Th4tGuyII@fedia.io · 4 months ago

I think what @riskable@programming.dev was saying is you shouldn’t have multiple mission critical systems all using the same 3rd party services. Have a mix of at least two, so if one 3rd party service goes down not everything goes down with it

partial_accumen@lemmy.world · 4 months ago

That sounds easy to say, but in execution it would be massively complicated. Modern enterprises are littered with 3rd party services all over the place. The alternative is writing and maintaining your own solution in house, which is an incredibly heavy lift to cover the entirety of all services needed in the enterprise. Most large enterprises are resources starved as is, and this suggestion of having redundancy for any 3rd party service that touches mission critical workloads would probably increase burden and costs by at least 50%. I don’t see that happening in commercial companies.

Th4tGuyII@fedia.io · 4 months ago

As far as the companies go, their lack of resources is an entirely self-inflicted problem, because they’re won’t invest in increasing those resources, like more IT infrastructure and staff. It’s the same as many companies that keep terrible backups of their data (if any) when they’re not bound to by the law, because they simply don’t want to pay for it, even though it could very well save them from ruin.

The crowdstrike incident was as bad as it was exactly because loads of companies had their eggs in one basket. Those that didn’t recovered much quicker. Redundancy is the lesson to take from this that none of them will learn.

partial_accumen@lemmy.world · 4 months ago

As far as the companies go, their lack of resources is an entirely self-inflicted problem, because they’re won’t invest in increasing those resources, like more IT infrastructure and staff.

Play that out to its logical conclusion.

Our example airline suddenly doubles or triples its IT budget.
The increased costs don’t actually increase profit it merely increases resiliency
Other airlines don’t do this.
Our example airline has to increase ticket prices or fees to cover the increased IT spending.
Other airlines don’t do this.
Customers start predominantly flying the other airlines with their cheaper fares.
Our example airline goes out of business, or gets acquired by one of the other airlines

The end result is all operating airlines are back to the prior stance.
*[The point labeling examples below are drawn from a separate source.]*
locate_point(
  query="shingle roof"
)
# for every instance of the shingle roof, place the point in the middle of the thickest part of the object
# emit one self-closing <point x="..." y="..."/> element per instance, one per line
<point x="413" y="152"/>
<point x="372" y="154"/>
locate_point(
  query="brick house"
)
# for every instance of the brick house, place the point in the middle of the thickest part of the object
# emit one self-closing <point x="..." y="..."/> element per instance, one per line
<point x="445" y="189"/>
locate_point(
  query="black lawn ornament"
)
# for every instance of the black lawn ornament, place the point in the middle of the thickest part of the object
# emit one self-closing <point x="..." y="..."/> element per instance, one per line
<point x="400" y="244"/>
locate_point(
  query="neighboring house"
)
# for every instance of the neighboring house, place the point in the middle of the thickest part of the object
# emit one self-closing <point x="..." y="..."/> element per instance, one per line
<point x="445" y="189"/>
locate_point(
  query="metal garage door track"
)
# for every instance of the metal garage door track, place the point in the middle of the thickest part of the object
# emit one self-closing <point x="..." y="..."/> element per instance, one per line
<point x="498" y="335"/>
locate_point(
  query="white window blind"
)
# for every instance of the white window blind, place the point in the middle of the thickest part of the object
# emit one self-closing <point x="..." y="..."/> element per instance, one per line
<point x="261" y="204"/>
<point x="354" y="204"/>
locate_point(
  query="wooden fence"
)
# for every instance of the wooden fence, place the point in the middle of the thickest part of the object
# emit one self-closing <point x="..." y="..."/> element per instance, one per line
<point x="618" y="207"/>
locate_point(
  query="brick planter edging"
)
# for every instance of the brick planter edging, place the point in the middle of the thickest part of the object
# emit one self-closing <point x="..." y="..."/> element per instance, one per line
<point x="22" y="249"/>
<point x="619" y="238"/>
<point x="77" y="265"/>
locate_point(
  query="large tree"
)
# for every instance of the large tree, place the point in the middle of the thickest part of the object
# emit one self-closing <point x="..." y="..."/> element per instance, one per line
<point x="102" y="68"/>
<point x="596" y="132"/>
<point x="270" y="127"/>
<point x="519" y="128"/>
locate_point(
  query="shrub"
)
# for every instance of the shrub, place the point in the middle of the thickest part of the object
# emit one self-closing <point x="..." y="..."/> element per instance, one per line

brianary@startrek.website · 4 months ago

Two big assumptions here.

First, multiple business systems are already being supported, and the OS only incidentally. Assuming double or triple IT costs is very unlikely, but feel free to post evidence to the contrary.

Second, a tight coupling between costs and prices. Anyone that’s been paying attention to gouging and shrinkflation of the past few years of record profits, or the doomsaying virtually anywhere the minimum wage has increased and businesses haven’t been annihilated, would know this is nonsense.

partial_accumen@lemmy.world · 4 months ago

First, multiple business systems are already being supported, and the OS only incidentally. Assuming double or triple IT costs is very unlikely, but feel free to post evidence to the contrary.

The suggestion the poster made was that ALL 3rd party services need to have an additional counterpart for redundancy. So we’re not just talking about a second AV vendor. We have to duplicate ALL 3rd party services running on or supporting critical workloads to meet what that poster is suggesting.

inventory agents
OS patching
security vulnerability scanning
file and DB level backup
monitoring and alerting
remote access management
PAM management
secrets management
config managment

…the list goes on.

Anyone that’s been paying attention to gouging and shrinkflation of the past few years of record profits, or the doomsaying virtually anywhere the minimum wage has increased and businesses haven’t been annihilated, would know this is nonsense.

You’re suggesting the companies simply take less profits? Those company’s board of directors will get annihilated by shareholders. The board would be voted out with their IT improvement plans, and replace with those that would return to profitability.